Apart from recovery, it also has options to verify a backup - for instance restore it on a separate host in order to verify if the backup process works ok or not.
If you’d like to regularly keep an eye on the backups (and you would probably want to do this), ClusterControl has the ability to generate operational reports. The backup report helps you track executed backups, and informs if there were any issues while taking them.
Monitoring and trending
No deployment is production-ready without proper monitoring of the services. You want to make sure you will be alerted if some services become unavailable so you can take an action, investigate or start recovery procedures. Of course, you also want to have trending solution too. It can’t be stressed enough how important it is to have monitoring data for assessing the state of the infrastructure or for any investigation,either post-mortem or real-time monitoring of the state of services. Metrics are not equal in importance - if you are not very familiar with a particular database product, you most likely won’t know which are the most important metrics to collect and watch. Sure, you might be able to collect everything but when it comes to reviewing data, it’s hardly possible to go through hundreds of metrics per host - you need to know which of them you should focus on.
The open source world is full of tools designed to monitor and collect metrics from different databases - most of them would require you to integrate them with your overall monitoring infrastructure, chatops platform or oncall support tools (like PagerDuty). It might also be required to install and integrate multiple components - storage (some sort of time-series database), presentation layer and data collection tools.

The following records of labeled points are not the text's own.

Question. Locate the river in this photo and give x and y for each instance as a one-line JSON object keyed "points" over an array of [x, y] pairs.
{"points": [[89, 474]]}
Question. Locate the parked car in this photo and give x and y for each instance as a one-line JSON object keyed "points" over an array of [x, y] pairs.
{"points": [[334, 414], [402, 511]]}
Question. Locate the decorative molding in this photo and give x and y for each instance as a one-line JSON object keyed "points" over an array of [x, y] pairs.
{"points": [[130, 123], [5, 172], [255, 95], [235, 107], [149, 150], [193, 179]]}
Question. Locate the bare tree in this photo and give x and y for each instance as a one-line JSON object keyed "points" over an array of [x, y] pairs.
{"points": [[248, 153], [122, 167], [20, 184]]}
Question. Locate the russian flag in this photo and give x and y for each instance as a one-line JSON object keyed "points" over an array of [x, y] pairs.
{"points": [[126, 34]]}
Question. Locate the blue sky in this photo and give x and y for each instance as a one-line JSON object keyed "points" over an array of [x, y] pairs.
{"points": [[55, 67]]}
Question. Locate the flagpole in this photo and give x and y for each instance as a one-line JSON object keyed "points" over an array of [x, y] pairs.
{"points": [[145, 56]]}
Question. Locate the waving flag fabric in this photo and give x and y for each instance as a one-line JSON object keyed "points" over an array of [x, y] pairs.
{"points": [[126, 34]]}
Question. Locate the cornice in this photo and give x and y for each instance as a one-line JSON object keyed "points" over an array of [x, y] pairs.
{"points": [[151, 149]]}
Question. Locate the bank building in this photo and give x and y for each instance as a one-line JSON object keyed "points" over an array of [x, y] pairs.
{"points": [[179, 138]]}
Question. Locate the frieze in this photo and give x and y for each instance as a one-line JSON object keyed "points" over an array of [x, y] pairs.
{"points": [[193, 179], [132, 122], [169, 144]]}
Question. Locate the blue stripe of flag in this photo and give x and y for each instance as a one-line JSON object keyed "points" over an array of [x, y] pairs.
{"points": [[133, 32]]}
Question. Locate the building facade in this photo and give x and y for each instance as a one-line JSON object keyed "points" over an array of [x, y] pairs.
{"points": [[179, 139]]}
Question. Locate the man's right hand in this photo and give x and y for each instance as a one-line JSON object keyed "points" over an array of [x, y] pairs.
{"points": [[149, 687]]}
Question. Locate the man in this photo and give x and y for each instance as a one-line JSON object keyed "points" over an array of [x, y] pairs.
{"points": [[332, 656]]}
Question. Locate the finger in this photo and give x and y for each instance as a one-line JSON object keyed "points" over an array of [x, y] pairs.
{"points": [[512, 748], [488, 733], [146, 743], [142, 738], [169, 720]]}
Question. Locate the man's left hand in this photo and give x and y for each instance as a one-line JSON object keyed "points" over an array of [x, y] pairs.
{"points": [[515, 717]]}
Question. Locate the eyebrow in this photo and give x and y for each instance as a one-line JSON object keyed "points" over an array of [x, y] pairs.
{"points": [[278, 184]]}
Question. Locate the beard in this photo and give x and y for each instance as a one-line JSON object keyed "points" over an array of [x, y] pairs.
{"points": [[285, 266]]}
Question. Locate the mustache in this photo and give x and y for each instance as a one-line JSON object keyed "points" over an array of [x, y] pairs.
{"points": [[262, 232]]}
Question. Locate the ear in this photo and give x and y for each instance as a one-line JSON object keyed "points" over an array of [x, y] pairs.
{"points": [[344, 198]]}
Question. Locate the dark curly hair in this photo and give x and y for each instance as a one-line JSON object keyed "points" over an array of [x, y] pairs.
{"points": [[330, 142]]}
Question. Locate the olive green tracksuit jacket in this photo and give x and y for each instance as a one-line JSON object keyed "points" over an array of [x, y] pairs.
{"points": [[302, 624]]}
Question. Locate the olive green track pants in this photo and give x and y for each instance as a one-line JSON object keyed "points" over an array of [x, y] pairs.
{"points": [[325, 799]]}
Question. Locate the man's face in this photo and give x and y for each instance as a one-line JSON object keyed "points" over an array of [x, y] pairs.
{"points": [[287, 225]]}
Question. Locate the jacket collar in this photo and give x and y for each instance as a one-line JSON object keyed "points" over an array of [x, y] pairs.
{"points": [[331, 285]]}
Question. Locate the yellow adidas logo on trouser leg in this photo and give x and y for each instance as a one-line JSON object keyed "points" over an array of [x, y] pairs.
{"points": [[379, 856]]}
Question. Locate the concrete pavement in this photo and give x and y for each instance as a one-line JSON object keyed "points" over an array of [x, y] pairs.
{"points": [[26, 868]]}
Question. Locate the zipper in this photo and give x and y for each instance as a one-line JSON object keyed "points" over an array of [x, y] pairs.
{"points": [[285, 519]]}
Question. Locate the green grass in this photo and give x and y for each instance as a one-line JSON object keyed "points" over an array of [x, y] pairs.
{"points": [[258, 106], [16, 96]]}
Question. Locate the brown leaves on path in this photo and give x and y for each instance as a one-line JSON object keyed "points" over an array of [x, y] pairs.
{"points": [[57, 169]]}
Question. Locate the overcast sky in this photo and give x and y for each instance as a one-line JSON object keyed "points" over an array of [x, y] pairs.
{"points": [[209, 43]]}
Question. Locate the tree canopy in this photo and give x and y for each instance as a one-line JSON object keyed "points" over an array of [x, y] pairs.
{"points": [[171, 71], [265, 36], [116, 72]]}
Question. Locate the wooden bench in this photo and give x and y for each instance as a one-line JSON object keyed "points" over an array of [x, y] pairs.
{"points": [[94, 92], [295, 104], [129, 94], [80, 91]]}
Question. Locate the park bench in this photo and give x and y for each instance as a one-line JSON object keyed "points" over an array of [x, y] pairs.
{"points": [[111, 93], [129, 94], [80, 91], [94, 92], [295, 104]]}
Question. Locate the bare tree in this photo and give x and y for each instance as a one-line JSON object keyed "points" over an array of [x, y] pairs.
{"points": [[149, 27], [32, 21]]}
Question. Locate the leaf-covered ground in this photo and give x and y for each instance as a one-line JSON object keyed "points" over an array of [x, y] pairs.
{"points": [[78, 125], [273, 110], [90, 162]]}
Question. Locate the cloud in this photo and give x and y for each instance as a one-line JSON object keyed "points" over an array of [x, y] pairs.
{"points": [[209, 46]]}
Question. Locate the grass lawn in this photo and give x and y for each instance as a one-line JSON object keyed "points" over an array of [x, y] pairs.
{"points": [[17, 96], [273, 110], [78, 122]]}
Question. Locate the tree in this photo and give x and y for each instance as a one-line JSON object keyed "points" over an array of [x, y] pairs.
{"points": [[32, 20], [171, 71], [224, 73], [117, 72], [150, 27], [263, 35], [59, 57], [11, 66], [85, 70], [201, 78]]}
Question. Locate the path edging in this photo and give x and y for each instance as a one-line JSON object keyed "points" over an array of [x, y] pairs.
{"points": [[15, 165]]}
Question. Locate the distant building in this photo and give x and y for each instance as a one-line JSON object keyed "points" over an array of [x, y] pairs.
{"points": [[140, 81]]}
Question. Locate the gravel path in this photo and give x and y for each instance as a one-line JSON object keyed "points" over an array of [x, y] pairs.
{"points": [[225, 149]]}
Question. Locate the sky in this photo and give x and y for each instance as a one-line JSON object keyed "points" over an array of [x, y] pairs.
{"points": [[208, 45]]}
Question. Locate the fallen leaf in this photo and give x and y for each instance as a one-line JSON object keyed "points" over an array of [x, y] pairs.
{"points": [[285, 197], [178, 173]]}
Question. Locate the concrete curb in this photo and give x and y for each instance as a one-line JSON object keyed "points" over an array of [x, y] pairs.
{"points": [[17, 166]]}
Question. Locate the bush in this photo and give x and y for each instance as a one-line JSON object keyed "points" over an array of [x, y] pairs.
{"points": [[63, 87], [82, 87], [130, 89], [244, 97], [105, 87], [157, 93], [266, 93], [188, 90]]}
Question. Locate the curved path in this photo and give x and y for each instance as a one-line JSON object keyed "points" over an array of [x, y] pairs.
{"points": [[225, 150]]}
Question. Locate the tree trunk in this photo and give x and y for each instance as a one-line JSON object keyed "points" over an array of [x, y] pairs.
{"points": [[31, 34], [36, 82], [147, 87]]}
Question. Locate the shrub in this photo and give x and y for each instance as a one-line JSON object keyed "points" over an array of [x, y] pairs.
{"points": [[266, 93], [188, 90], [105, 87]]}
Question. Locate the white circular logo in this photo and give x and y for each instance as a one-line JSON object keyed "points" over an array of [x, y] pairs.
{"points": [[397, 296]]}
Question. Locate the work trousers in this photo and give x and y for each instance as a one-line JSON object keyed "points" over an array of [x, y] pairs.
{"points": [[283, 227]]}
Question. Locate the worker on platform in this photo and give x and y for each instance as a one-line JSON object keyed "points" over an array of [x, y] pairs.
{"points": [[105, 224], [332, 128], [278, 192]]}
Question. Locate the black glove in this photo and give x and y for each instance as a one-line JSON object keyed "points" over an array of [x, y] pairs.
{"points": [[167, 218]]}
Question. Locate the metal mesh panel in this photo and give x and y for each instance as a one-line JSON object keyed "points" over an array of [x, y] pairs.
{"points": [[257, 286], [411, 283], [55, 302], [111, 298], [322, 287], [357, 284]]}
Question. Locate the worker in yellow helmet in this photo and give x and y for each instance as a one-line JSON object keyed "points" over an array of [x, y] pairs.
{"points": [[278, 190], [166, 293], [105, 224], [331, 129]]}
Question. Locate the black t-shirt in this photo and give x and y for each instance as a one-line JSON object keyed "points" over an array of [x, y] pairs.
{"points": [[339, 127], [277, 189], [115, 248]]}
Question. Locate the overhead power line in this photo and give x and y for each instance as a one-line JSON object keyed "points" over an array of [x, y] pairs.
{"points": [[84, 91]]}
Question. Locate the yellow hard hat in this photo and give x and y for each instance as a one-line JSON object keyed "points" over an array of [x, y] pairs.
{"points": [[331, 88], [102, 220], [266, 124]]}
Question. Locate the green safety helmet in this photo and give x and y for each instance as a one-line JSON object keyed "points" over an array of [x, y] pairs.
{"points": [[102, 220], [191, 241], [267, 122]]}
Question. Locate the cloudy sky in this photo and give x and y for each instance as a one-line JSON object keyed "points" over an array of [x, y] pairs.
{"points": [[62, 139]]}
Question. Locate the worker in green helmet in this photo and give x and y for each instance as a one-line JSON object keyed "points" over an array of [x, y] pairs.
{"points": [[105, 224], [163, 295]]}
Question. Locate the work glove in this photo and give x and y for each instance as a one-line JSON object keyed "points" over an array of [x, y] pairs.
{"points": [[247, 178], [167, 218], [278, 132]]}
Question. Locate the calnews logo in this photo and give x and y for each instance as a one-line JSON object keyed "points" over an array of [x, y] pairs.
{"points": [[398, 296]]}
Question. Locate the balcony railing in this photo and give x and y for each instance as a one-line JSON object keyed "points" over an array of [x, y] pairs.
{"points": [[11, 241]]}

ClusterControl is a bit of a different approach, as it is one single product with real-time monitoring, trending, and dashboards that show the most important details. Database advisors, which can be anything from simple configuration advice, warning on thresholds or more complex rules for predictions, would generally produce comprehensive recommendations.
Ability to scale-up
Databases tend to grow in size, and it is not unlikely that it would grow in terms of transaction volumes or number of users. The ability to scale out or up can be critical for production. Even if you do a great job in estimating your hardware requirements at the start of the product lifecycle, you will probably have to handle a growth phase - as long as your product is successful, that is (but that’s what we all plan for, right?). You have to have the means to easily scale-up your infrastructure to cope with incoming load. For stateless services like webservers, this is fairly easy - you just need to provision more instances using the latest production image or code from your version control tool. For stateful services like databases, it’s more tricky. You have to provision new instances using your current production data, set up replication or some form of clustering between the current and the new instances. This can be a complex process and to get it right, you need to have more in-depth knowledge of the clustering or replication model chosen.
ClusterControl, as the name suggests, provides extensive support for building out clustered or replicated database setups. The methods used are battle tested through thousands of deployments. It comes with a Command Line Interface (CLI) so it can be easily integrated with configuration management systems. Please keep it in mind, though, that you might not want to make changes to your pool of databases too often - provisioning of a new instance takes time and adds some overhead in existing databases. Therefore you may want to stay on a “over-provisioned” side a little bit so you will have some time to spin up new instance before your cluster gets overloaded.
All in all, there are several steps you still have to take after initial deployment, to make sure your environment is ready for production. With the right tools, it is much easier to get there.